The processes of KYC usually start with requesting the customer’s basic details, such as birthday, account number, full name, and other social security details, in electronic identity verification. These details could be of help when trying to trace the genesis of a financial crime.
After collecting these information details, institutions check a database of all personal details censured for corruption to see if any of their customer’s details may be similar. These details could also be compared to a list of authorizations or politically recognized individuals. After all of these are done, the institutions can know the risk level involved in allowing a customer to use their platform.
Cryptocurrency exchanges have also joined in making KYC a requirement for customers to be cautious of criminals using digital currencies.
What Are The Requirements for KYC?
The “Know Your Customer” privacy policy includes three compulsory steps which are given below.
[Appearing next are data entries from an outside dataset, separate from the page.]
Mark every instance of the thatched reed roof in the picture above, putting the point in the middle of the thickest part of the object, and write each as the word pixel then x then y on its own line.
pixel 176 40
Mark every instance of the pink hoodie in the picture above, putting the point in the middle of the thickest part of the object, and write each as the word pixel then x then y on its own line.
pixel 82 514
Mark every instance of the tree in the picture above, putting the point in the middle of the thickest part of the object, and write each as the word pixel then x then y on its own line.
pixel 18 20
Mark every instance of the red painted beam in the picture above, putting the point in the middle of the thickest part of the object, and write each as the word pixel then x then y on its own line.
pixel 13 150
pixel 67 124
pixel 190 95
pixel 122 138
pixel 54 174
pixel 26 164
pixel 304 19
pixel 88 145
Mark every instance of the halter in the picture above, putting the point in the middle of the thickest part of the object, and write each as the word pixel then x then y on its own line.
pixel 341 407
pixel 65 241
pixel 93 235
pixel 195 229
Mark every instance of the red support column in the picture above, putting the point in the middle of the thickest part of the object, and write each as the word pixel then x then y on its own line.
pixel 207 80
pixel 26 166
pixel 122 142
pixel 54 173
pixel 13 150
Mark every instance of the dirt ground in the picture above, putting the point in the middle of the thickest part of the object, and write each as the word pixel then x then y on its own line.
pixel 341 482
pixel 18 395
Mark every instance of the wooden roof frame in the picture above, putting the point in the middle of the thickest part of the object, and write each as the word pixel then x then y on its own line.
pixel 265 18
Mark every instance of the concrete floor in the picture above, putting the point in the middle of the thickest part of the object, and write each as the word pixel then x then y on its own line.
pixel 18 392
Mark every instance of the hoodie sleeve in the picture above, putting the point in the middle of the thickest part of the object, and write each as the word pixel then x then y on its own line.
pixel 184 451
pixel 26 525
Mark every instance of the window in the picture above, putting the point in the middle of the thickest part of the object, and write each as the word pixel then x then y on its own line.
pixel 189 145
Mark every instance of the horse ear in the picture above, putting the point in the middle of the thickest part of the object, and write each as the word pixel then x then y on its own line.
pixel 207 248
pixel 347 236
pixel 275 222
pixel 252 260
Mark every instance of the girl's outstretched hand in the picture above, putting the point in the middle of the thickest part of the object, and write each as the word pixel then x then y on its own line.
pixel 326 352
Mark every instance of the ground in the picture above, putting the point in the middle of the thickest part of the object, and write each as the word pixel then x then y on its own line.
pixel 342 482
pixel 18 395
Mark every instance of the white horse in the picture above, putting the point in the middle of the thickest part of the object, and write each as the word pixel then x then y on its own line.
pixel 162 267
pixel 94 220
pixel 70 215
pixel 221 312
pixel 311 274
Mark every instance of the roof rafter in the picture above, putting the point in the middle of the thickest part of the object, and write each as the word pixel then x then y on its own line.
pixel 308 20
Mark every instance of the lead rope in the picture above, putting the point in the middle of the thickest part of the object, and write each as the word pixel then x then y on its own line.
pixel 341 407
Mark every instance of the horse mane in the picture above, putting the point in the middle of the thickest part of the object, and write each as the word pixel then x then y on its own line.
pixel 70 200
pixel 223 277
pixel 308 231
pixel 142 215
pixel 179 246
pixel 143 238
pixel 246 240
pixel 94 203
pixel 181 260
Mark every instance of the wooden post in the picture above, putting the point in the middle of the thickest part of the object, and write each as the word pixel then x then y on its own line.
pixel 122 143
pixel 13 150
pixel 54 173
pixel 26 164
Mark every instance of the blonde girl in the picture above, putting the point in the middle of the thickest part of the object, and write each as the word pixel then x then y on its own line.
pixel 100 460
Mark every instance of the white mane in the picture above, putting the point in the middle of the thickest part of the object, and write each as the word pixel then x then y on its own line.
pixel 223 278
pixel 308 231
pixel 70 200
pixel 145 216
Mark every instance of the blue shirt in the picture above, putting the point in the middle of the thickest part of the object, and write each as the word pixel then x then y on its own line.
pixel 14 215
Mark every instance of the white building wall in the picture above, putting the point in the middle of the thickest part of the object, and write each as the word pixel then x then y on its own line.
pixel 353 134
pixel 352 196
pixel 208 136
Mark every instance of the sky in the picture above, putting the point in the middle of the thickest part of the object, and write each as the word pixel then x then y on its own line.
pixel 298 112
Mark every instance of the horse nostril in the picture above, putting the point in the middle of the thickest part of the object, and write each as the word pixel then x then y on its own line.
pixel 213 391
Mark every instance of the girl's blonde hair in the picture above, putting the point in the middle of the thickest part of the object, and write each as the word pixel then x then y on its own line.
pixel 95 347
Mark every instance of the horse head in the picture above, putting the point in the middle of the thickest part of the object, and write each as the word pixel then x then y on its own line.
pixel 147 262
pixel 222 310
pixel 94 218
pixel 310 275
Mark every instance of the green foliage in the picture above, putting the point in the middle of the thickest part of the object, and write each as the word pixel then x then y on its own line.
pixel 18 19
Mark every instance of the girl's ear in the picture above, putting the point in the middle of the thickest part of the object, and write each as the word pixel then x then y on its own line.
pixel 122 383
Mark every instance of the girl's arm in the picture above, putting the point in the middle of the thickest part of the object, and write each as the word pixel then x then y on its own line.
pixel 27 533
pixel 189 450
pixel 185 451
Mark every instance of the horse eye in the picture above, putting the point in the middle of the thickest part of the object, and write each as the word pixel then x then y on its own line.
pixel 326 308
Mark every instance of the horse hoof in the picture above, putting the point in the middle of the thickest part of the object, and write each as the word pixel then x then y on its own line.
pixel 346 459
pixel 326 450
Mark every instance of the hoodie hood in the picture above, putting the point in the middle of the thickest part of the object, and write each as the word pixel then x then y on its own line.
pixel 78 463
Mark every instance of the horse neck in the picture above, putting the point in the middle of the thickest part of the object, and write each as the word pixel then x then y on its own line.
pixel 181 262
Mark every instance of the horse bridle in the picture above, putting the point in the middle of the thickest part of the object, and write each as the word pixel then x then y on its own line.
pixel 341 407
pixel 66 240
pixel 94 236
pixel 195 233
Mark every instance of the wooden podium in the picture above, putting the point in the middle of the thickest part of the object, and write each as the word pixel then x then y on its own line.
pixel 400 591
1. Customer Identification Program (CIP)
Every firm must have three basic pieces of information about its clients.
- Complete name
- Date of birth (age)
- Address
- Contact number
- Email address (optional)
This information should be used to figure out if the person is wanted in any criminal offense or a defaulter of any financial institution. Furthermore, firms can use this information to scan the person in various databases. Crypto Know Your Customer rules are also the same.
2. Customer Due Diligence (CDD)
Customer Due Diligence is a process through which a firm ensures that the information collected during the identification program remains safe. Firms evaluate the nature of existing relationships to make sure all activity matches with historical information about the customer. The objective is to verify the applicant’s identity and asses the riskiness.
3. Enhanced Due Diligence (EDD)
This is a requirement not commonly followed by many firms. If some person is flagged by the software, firms start EDD and may ask for further information such as the source of income, management reports, and more. The firms ask to upload pictures of ID cards and bank statements as well. Some brokers, exchanges, and financial institutions have made these steps compulsory in their registration forms. Know Your Customer cryptocurrency platform requirements are also the same.
Can I Buy Cryptocurrency Without KYC?
Short answer is yes.
Depending on the cryptocurrency exchange you want to make use of. Not all cryptocurrency exchanges make use of the KYC policy. However, some crypto exchanges that are regulated and require a KYC verification to use their platform might allow new users to trade in smaller amounts of cryptocurrency before actually requiring them to go through the KYC verification process.
Conclusion
A platform that doesn’t require KYC means that the services made there may not be administered by a regulatory council. However, this could be something impartial. But it could also be harmful if the service turns out fraudulent.